Мимо пробегал дежурный по станции. Ленька поймал его за рукав и показал свой грозный мандат, но тот даже не взглянул на бумагу.
- Ничем не могу помочь, - и указал на кипящий людской водоворот, от которого шатались вагоны. - Такую толпу из трехдюймовки не пробьешь.
- Да ты погляди, куда я еду! - кричал Ленька, размахивая мандатом. - Я должен вовремя быть в Москве.
- Что же, мне дивизию вызывать...
- Я могу салют дать вот из этой пушки! - кипятился Ленька, доставая маузер.
- Не разыгрывай Тараса Бульбу. Много вас тут, начальников.
- Ты настоящая контра, вот кто ты! Еще в июле не хотел отправлять нас на фронт!
Дежурный пошел не оборачиваясь. И тогда Ленька услышал позади себя резкий и строгий голос:
- Товарищ дежурный, вернитесь!
Ленька оглянулся и увидел двоих командиров с чемоданами в руках. Один постарше, постриженный ежиком, был в гимнастерке и в ботинках с обмотками. Если бы не орден Красного Знамени на груди, Ленька и не обратил бы на него внимания.
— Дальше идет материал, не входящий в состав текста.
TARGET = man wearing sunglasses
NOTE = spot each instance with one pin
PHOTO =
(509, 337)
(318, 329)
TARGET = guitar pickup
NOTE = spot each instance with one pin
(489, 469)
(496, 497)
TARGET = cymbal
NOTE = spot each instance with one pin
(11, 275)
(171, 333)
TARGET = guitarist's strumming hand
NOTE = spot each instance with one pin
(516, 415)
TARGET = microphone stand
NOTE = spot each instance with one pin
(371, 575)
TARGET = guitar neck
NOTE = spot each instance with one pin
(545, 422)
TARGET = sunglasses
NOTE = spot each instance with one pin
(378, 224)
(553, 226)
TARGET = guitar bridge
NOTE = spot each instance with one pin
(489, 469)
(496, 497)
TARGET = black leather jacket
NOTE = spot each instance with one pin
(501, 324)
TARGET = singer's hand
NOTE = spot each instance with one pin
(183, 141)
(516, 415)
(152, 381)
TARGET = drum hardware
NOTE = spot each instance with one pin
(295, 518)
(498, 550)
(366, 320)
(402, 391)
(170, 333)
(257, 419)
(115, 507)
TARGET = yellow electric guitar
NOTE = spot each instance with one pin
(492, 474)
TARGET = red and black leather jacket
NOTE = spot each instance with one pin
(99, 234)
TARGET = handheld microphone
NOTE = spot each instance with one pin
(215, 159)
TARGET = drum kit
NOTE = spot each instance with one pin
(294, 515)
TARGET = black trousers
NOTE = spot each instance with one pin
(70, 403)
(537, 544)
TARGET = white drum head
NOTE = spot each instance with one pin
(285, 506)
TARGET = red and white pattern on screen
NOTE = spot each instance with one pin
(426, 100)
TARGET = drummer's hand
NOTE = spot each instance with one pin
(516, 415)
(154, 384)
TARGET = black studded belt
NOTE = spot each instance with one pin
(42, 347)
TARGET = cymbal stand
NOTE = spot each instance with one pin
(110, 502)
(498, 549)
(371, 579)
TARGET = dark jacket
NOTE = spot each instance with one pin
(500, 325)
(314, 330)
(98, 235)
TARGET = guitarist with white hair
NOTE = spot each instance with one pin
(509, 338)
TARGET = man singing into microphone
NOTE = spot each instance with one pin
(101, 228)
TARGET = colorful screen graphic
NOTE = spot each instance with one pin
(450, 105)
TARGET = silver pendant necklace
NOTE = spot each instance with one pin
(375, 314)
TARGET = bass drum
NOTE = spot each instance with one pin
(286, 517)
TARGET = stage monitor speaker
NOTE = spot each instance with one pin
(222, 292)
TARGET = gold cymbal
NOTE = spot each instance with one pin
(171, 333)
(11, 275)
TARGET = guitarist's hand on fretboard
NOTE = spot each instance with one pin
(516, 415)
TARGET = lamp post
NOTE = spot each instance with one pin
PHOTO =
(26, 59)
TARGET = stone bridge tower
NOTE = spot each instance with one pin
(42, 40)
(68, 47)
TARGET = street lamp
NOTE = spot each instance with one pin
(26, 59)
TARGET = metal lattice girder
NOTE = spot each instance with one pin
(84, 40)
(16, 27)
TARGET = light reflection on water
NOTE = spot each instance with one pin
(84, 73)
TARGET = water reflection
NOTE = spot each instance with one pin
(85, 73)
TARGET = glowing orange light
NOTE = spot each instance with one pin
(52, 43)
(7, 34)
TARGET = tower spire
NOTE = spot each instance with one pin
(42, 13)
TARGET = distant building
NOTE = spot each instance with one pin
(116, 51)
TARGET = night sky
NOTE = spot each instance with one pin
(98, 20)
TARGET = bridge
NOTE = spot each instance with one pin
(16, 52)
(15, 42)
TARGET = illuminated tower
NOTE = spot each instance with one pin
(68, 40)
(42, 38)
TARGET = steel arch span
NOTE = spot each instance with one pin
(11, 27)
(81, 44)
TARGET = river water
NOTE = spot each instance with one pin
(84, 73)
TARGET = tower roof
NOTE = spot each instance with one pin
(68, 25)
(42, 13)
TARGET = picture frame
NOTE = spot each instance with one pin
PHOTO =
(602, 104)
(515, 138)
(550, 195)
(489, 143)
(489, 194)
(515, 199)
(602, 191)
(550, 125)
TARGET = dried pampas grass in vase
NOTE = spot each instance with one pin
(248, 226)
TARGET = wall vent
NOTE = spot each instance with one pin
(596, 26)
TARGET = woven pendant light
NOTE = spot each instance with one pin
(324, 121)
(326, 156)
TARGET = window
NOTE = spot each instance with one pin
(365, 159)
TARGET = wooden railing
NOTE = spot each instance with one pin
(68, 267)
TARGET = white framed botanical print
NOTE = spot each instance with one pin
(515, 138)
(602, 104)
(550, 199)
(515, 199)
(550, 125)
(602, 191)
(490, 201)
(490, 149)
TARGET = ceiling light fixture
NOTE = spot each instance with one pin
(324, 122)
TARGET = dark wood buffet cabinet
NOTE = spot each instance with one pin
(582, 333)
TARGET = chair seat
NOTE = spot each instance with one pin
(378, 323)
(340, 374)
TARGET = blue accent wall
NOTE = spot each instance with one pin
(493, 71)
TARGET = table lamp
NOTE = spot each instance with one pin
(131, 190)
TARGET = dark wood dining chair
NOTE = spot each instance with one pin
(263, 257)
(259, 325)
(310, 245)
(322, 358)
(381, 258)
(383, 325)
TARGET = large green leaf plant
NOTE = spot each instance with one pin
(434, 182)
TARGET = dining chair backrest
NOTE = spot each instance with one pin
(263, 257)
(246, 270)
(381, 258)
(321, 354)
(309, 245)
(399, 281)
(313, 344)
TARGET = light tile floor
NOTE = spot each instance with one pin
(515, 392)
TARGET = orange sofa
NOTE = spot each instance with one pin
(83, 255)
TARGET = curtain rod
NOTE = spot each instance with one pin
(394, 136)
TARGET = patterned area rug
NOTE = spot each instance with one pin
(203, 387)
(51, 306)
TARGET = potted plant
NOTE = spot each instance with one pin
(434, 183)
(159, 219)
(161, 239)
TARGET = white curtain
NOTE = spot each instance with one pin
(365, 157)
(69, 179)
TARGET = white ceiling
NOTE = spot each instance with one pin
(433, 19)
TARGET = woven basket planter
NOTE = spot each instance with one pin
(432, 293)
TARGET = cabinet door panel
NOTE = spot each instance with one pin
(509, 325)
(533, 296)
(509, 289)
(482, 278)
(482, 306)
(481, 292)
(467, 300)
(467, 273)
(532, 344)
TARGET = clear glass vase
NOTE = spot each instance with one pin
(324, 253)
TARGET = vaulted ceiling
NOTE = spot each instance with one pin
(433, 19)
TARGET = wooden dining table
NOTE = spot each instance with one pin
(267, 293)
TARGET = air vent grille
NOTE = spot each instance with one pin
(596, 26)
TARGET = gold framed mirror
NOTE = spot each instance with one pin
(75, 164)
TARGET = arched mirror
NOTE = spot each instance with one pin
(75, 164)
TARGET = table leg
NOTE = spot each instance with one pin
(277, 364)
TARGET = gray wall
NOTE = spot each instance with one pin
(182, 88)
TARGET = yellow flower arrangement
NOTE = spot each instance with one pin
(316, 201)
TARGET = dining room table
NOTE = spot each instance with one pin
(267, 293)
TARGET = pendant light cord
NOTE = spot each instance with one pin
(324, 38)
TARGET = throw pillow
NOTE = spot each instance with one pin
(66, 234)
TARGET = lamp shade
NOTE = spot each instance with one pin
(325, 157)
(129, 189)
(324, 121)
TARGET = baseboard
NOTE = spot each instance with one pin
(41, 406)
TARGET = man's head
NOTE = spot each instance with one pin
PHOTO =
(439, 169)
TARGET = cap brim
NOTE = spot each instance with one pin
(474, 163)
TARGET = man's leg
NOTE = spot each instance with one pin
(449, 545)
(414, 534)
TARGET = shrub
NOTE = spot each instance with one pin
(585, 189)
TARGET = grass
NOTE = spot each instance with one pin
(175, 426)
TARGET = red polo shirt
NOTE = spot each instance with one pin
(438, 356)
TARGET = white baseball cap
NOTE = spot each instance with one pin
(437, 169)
На другом тоже не было знаков отличия, и он выглядел значительно моложе.
Дежурный по станции не подчинялся военным властям. Но, повинуясь требовательному тону, остановился.
- Вы почему не поможете раненому? Что у вас за документ, товарищ?
Строгий военный прочитал Ленькину бумагу и по-доброму улыбнулся:
- Во Второй Конной служите?
- У Городовикова, - произнес Ленька с чувством достоинства. - У Оки Ивановича.
- Командиры переглянулись, и старший сказал своему спутнику:
- Что же нам делать? Надо помочь комсомольскому делегату.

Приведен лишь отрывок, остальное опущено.